Wijn

  1. Algemene tips
  2. Tips voor de keuze van wijn bij het uitgebreide diner
  3. Wijn proeven
  4. Lees ook

Wanneer je mensen uitnodigt voor een diner, komt er meestal wijn aan te pas. Heel veel mensen, ook Nederlanders, drinken graag een glas wijn bij de maaltijd. Sommigen doen dat zelfs dagelijks. Welke wijn je bij de maaltijd of het diner kiest, hangt allereerst af van je persoonlijke smaak.  Er zijn bepaalde richtlijnen voor het kiezen van de juiste wijn.  Het gerecht en de wijn moeten in een bepaalde harmonie zijn. In de wijnhandel kun je om advies vragen als je het menu weet. In de supermarkt kun je vaak informatie vinden aan de rekken van de wijnafdeling. Hieronder vind u wat handzame informatie die u kunt gebruiken voor wat meer gemak bij het kiezen uit de verschillende soorten wijnen.


Algemene tips

Bij een uitgebreid etentje waarbij je meerdere wijnen wilt serveren is het zaak om de juiste volgorde aan te houden: eenvoudige wijn schenk je voor de wat duurdere, exclusievere wijn. Jonge wijn schenk je voor de oude, rijpere wijn. Droge wijn serveer je voor de zoete wijn en de witte wijn gaat vooraf aan de rode wijn.  Bepaalde gerechten komen beter tot zijn recht met de juiste wijn erbij. Hier zijn richtlijnen voor die hieronder kort samengevat zijn. Het blijft uiteraard een kwestie van persoonlijke smaak.

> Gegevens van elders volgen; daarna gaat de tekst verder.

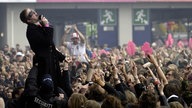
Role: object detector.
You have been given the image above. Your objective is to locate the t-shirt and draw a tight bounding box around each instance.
[67,42,87,62]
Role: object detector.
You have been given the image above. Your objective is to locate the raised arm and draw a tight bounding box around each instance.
[61,26,72,47]
[147,55,168,85]
[73,24,85,43]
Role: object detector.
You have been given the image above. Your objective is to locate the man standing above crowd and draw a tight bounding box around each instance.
[20,8,71,95]
[63,25,87,62]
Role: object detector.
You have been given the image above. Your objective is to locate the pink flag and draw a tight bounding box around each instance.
[177,41,184,48]
[126,41,136,56]
[189,38,192,49]
[165,33,174,47]
[141,42,153,55]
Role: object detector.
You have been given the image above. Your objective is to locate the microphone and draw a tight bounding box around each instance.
[38,15,44,26]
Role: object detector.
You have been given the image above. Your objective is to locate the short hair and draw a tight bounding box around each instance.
[101,95,123,108]
[20,8,28,23]
[139,90,159,108]
[85,100,101,108]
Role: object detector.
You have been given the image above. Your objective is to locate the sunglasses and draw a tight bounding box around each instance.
[27,10,36,19]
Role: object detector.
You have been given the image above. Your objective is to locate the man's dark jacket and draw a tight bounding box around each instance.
[27,24,65,93]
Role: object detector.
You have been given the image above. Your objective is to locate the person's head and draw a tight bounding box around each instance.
[125,90,138,104]
[85,100,101,108]
[139,90,158,108]
[165,64,180,81]
[68,93,87,108]
[71,33,79,45]
[20,8,39,24]
[12,87,24,99]
[40,74,54,93]
[101,95,123,108]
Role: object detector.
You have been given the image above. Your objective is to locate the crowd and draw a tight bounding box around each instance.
[0,8,192,108]
[0,39,192,108]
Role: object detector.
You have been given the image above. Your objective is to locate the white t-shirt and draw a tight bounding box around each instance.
[67,42,87,62]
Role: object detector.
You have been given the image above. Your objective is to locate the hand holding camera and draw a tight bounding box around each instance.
[39,15,49,26]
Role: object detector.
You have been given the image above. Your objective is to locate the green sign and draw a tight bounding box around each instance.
[133,9,149,25]
[100,9,117,25]
[86,24,97,37]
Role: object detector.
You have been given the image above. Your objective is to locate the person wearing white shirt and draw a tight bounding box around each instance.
[63,25,87,62]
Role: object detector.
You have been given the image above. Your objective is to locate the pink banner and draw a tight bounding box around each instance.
[37,0,136,3]
[37,0,192,3]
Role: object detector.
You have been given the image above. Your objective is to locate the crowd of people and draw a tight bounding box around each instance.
[0,8,192,108]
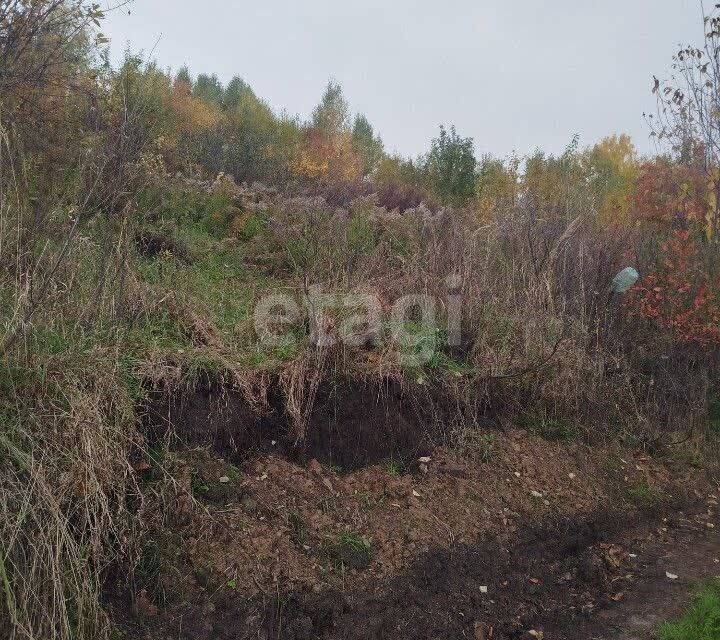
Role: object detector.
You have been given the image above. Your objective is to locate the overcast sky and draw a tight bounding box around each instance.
[104,0,712,156]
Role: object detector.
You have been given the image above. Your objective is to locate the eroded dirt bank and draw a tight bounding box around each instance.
[115,388,720,640]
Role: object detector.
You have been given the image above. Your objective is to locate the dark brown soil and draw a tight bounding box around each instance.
[126,380,720,640]
[145,379,444,470]
[121,502,720,640]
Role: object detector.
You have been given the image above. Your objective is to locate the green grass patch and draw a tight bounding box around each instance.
[627,480,665,511]
[520,413,578,441]
[657,578,720,640]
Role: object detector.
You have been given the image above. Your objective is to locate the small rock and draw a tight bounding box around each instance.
[240,495,258,513]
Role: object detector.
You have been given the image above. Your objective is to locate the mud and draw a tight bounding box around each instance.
[121,503,720,640]
[144,379,452,470]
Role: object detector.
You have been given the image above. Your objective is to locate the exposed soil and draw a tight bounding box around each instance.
[146,379,442,470]
[112,381,720,640]
[114,390,718,640]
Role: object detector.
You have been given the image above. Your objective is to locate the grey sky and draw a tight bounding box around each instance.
[104,0,709,156]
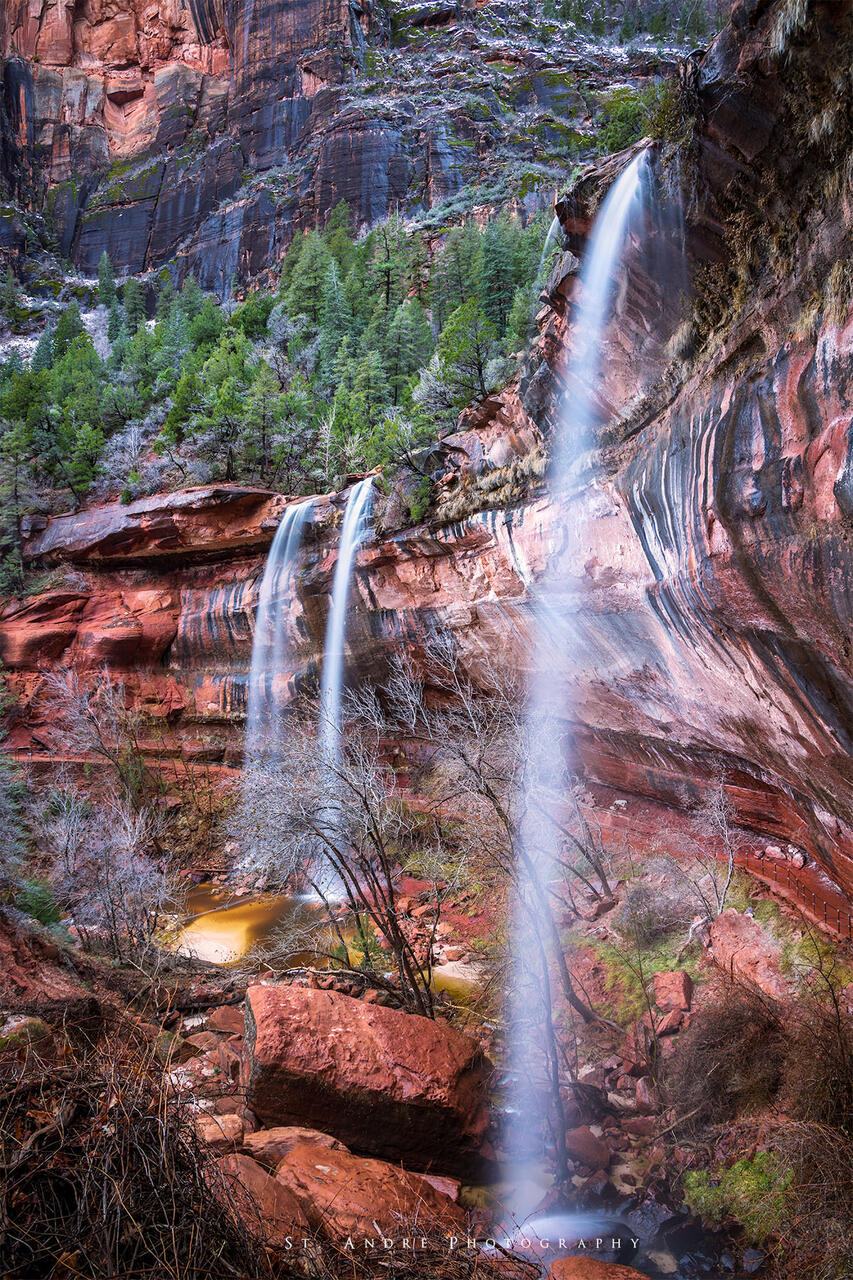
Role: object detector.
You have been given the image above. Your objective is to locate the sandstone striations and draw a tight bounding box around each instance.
[3,3,853,911]
[0,0,640,285]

Tips voor de keuze van wijn bij het uitgebreide diner

Voor het voorgerecht kies je het liefst een droge, niet al te zware wijn.  Ook bij soep kun je een lichte rode of witte wijn serveren. Als er vis of schaal- of schelpdieren op het menu staan, past hier een droge witte of een licht mousserende droge wijn bij. Een koude Alsace is een goede keuze bij mosselen bijvoorbeeld. Bij kip, varkensvlees of kalfsvlees is een stevige witte wijn (Bourgogne) of een lichte rode wijn (Beaujolais) of een droge rosé een goede begeleider. De categorie rood vlees, wild en gevogelte doen het goed bij een stevige rode wijn (Bordeaux of Bourgogne). Het kaasplankje kan onderverdeeld worden in het soort kaas. Bij milde, jonge kaas past een lichte wijn. Bij pittige kaassoorten past een stevige rode of witte wijn en bij oude kaas is een portje erg lekker. Het dessert is eigenlijk niet zo lastig omdat er dessertwijnen verkocht worden.


Wijn proeven

Tot slot nog een kleine cursus wijnproeven voor de liefhebber. Schenk twee grote slokken wijn in een schoon glas. De kleur hoort helder te zijn. Houdt het glas schuin tegen het licht. De kleur zegt iets over de leeftijd van de wijn en soms ook iets over de kwaliteit. Kort gezegd kun je stellen: hoe jonger de wijn, des te paarser de kleur, hoe ouder de wijn des te bruiner de rode kleur. Een bleekwitte, bijna kleurloze wijn duidt meestal op een droge, friszure smaak. Is de wijn goudkleuriger en geler, dan smaakt hij vaak wat voller en krachtiger. Laat nu de wijn even voorzichtig ‘walsen’ in het glas: kijk hoe de wijn langs de binnenkant van je glas terugloopt oftewel hoe de ‘tranen’ wegzakken. Hoe langzamer dat gebeurt, hoe stroperiger de wijn is. Je kunt de wijn nu gaan ruiken door je neus in het glas te steken en een paar seconden het aroma hiermee op te vangen. Laat de geur op je inwerken en stel voor jezelf vast wat je er van vindt. Neem dan een grote slok en laat de wijn even in je mond rondgaan. Behalve de smaak laat de wijn ook een gevoel achter in de mond. Dat wordt omschreven als rond, filmend, strak of stroef. Klaar met proeven? Dan wordt het slikken of spugen. Je hoeft bij beoordeling van de wijn niet deze niet door te slikken.